Он взбежал по лестнице с силой сокола, подлетающего к хорошо спрятанному гнезду. Вместе с Настей, которая, несмотря на всю неожиданность, не задержала его ни на минуту, он помчался к угловой. Но у самой двери вдруг пошел осторожно на цыпочках, и глаза его с вопросом остановились на сестре.
— Мальчик, здоровенький, — прошептала она, задыхаясь.
Отошедшая от деревни еще с детства, она приветствовала брата именно этими, благословенными в семьях пахарей, словами.
Алексей постучал, и слабый, но взволнованный голос ответил:
— Войди.
Вера знала, что это идет отец ее прекрасного сына. Только он мог шагать так громко и замереть у дверей.
Слабые руки жены, только недавно принесшей ребенка, обнимают так, как будто все цветы мира кивают над ее ложем, слова, сказанные при встрече, плавятся на огне этих чувств, и память никогда не хранит их. Он сидел у ее постели, рассматривая ребенка, положенного туда же, потому что в эти дни нигде не продавались детские коляски или корзинки. Он был невероятен, этот ребенок. У него был мудрый, прорезанный мужской многодумной морщиной лобик, пальчики, которые гнулись во все стороны, и ножки, собранные в самые потешные на свете кулачки. Он не был ни красив, ни безобразен, но он был удивительно свой. Это ощущение заполнило Алексея, и он вдруг перестал размышлять о сыне — он стал его чувствовать. Только теперь он преодолел страх и взял сына на руки. Вера следила за каждым движением мужа. Она осматривала его с ног до головы.

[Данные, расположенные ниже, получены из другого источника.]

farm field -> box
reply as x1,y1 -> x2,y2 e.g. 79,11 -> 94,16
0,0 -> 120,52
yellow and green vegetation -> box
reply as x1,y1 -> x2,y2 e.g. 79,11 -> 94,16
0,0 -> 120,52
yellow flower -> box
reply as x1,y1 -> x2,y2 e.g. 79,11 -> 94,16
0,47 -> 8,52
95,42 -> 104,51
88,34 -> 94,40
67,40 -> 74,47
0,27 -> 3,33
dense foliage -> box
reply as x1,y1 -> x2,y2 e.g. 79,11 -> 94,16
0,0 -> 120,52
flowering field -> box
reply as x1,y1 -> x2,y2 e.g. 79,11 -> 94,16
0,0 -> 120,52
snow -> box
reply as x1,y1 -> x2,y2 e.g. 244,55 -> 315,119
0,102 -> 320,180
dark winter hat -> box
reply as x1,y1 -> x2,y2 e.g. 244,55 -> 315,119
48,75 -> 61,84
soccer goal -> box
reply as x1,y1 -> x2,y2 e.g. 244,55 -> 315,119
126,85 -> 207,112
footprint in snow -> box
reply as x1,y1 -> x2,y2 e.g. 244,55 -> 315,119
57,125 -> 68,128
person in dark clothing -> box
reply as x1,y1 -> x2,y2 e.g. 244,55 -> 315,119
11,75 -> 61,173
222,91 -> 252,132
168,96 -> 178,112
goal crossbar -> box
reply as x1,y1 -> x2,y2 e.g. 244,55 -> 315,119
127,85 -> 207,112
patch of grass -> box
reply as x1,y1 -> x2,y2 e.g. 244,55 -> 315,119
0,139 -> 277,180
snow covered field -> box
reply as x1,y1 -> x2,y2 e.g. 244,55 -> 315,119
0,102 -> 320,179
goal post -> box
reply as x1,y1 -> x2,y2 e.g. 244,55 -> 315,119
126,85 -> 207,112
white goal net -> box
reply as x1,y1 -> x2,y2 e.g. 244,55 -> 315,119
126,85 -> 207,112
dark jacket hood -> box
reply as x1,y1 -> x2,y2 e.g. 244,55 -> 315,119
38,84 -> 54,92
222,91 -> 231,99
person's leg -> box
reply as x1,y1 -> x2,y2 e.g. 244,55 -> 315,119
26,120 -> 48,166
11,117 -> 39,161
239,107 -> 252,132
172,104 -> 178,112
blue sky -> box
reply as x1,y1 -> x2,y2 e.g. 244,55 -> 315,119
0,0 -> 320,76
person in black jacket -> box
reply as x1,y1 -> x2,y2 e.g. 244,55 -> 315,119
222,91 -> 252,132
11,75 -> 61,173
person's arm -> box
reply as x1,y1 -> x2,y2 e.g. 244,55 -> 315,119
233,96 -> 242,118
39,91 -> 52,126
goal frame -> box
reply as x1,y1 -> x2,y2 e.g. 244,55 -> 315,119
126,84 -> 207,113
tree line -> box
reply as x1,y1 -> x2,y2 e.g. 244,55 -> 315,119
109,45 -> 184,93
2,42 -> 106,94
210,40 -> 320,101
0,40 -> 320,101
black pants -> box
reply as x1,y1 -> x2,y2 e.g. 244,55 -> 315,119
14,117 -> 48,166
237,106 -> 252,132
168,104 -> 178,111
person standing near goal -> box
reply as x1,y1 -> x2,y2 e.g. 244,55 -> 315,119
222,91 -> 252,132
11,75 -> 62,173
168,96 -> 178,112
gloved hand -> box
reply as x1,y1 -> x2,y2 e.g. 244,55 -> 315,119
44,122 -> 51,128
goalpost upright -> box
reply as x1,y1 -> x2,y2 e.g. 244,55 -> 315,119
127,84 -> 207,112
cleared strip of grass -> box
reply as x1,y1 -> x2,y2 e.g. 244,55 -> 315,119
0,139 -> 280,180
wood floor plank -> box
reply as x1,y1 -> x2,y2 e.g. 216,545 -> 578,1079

Он был цел, не изуродован, по-видимому, здоров. Только на ребре ладони залег шрам, как от удара ножом. Вместо задорной веселости первых дней и вместо сменившей ее впоследствии озабоченности — на лице его расположилось мужественное спокойствие и какая-то чуть-чуть смешная для нее, так его знавшей, важность.